A further requirement, that those ingredients be nonlethal, was not put into place until more than three decades later. In 1937, over a hundred patients died-many of them children-after taking a sulfanilamide product that had been manufactured with a toxic solvent. In the wake of this tragedy, named the Massengill Massacre after the company that produced the tainted drug. Congress strengthened the Pure Food and Drug Act to allow the federal government to require that drug products not be poisonous. But there was still no requirement that the drugs needed to work. That criterion was resisted for decades by manufacturers who successfully lobbied against the idea, depicting it as unbearably onerous government regulation of the free market. The notion was put forward again by Senator Estes Kefauver of Tennessee in the early 1960s. His bill was headed for certain legislative defeat in a Congress that was convinced government had no business intruding into commercial transactions among drug companies, physicians, and patients. Languishing on Capitol Hill, the Kefauver legislation was saved by another tragedy.

Thalidomide was being widely used overseas as a sedative and antinauseant, and was particularly popular among pregnant women. Its approval in the United States had been slowed by a diligent FDA medical officer named Dr. Frances Kelsey, who wasn't convinced that the manufacturer had adequately demonstrated its safety. The struggle was portrayed by many in the drug industry as another instance of a boneheaded, inept federal regulator unnecessarily delaying the availability of an important new product to the American public. Then reports began to appear in Europe of babies born with grotesque abnormalities of their arms and legs. Instead of normally formed limbs, the affected infants grew little malformed appendages that resembled flippers. Because this was such a rare aberration, it didn't take long to determine that the mothers had something in common: they had all taken thalidomide during the first trimester of their pregnancies, the period during which the basic architecture of the limbs is laid down in the developing fetus. Dr. Kelsey was transformed from an anonymous bumbling bureaucrat to a legendary public servant who saved untold numbers of American families from needless misery.

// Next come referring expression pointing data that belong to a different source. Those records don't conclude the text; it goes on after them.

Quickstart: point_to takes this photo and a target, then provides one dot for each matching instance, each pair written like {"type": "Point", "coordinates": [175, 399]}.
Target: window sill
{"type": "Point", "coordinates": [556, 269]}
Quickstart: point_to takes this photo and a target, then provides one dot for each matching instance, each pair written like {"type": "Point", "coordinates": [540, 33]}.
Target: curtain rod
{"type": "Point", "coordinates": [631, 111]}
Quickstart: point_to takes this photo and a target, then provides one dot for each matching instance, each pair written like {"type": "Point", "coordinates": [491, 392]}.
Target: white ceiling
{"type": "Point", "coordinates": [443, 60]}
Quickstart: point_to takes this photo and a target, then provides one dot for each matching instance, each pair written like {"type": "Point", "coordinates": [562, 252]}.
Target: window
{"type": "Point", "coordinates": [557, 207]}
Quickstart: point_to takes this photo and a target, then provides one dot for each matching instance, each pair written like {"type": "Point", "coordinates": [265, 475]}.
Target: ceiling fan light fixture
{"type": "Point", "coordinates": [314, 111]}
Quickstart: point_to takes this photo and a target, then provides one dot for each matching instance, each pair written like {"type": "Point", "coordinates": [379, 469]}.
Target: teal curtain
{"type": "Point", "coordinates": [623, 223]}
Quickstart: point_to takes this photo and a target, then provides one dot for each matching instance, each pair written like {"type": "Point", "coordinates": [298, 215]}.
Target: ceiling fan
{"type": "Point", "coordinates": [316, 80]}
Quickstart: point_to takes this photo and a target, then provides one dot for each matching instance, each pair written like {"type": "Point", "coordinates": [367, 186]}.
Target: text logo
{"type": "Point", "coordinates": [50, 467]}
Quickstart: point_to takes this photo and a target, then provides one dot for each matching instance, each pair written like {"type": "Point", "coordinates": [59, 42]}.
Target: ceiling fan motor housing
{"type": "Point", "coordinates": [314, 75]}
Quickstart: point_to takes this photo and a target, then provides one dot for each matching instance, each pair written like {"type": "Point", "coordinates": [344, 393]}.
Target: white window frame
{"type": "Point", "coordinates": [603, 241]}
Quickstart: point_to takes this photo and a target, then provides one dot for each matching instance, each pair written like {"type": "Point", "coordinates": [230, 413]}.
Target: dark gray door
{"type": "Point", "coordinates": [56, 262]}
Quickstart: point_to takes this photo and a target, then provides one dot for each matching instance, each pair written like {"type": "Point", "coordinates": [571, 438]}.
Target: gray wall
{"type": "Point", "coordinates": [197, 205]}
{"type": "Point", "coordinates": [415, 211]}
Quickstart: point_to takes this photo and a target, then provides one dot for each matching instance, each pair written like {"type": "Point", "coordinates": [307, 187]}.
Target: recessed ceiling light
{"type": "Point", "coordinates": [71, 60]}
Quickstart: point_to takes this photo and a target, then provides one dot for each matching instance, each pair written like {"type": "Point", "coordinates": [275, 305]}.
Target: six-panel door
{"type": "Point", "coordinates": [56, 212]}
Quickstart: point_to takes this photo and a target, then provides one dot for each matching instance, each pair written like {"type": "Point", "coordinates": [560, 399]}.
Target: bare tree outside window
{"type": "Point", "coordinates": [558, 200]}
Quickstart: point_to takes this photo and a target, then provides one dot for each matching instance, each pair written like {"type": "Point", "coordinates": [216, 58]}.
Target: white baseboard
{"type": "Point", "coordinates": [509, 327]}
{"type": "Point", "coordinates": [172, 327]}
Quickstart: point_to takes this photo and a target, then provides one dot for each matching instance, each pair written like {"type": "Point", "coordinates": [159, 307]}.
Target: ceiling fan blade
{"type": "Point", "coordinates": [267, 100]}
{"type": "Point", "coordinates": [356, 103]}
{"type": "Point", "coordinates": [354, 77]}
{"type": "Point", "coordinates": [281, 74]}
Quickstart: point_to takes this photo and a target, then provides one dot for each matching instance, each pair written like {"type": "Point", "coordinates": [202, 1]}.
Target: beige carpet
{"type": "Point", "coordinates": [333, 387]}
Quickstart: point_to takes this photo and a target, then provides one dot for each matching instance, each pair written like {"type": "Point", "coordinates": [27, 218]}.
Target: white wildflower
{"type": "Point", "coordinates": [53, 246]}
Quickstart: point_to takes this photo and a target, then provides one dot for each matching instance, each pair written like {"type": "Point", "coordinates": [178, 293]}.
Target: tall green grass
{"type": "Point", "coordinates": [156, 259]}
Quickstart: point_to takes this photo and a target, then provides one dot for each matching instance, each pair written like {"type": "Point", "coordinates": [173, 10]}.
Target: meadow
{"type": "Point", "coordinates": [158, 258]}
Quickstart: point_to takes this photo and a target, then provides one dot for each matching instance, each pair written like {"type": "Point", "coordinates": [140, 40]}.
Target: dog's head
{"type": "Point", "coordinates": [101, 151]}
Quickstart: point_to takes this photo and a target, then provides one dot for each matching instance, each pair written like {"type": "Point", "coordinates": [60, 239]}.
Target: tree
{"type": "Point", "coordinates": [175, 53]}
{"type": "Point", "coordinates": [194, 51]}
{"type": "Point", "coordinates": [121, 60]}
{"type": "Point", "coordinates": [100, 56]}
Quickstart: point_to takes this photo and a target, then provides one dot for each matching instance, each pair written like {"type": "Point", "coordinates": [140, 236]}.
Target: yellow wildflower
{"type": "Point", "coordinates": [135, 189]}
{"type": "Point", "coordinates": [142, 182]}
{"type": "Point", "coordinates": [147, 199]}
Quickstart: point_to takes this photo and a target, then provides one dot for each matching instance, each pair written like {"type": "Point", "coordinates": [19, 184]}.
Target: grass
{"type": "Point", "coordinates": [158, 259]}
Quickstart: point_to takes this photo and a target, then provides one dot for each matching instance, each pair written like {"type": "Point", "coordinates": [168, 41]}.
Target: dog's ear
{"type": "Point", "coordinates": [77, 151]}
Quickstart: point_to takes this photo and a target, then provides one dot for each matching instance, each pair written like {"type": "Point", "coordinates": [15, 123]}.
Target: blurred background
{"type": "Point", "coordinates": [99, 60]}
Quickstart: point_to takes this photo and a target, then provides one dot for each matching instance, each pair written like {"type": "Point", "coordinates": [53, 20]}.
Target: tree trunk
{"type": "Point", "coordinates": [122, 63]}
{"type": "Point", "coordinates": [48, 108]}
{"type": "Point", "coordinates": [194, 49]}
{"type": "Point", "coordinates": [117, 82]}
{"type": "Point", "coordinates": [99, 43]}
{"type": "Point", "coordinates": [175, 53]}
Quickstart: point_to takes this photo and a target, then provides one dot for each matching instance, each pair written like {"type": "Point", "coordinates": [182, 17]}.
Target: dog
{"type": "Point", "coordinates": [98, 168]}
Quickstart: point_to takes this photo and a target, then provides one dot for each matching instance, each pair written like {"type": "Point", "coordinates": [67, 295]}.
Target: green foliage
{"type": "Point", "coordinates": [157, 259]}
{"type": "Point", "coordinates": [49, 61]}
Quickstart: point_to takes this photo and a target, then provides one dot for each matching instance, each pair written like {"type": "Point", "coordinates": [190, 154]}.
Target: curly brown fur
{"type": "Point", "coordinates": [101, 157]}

It suddenly seemed plausible that a government agency could protect the public health by evaluating drugs, and the Kefauver Act was passed by Congress in 1962 without a dissenting vote. This was a watershed in the nation's approach to medications, and an important development for the science of pharmacology as well. The new law completely changed the way doctors and patients thought about drugs. For the first time, the federal government, through the Food and Drug Administration, could require that a prescription medication had to be proven effective before it could be sold as a drug in the United States.

But what, exactly, does "effective" mean?

In 1962, armed with its new powers, the FDA faced a marketplace full of existing medicines that had never been shown to work, or were bizarre combinations of products whose use in tandem had little pharmacologic rationale. So great was the entrenchment of useless products in American medicine that it would take over twenty years to fully implement this new evidentiary requirement for drugs already in use. Like the oversized jet-fin appendages on the backs of late 1950s cars, many of those products had been seen as important modern developments in their day.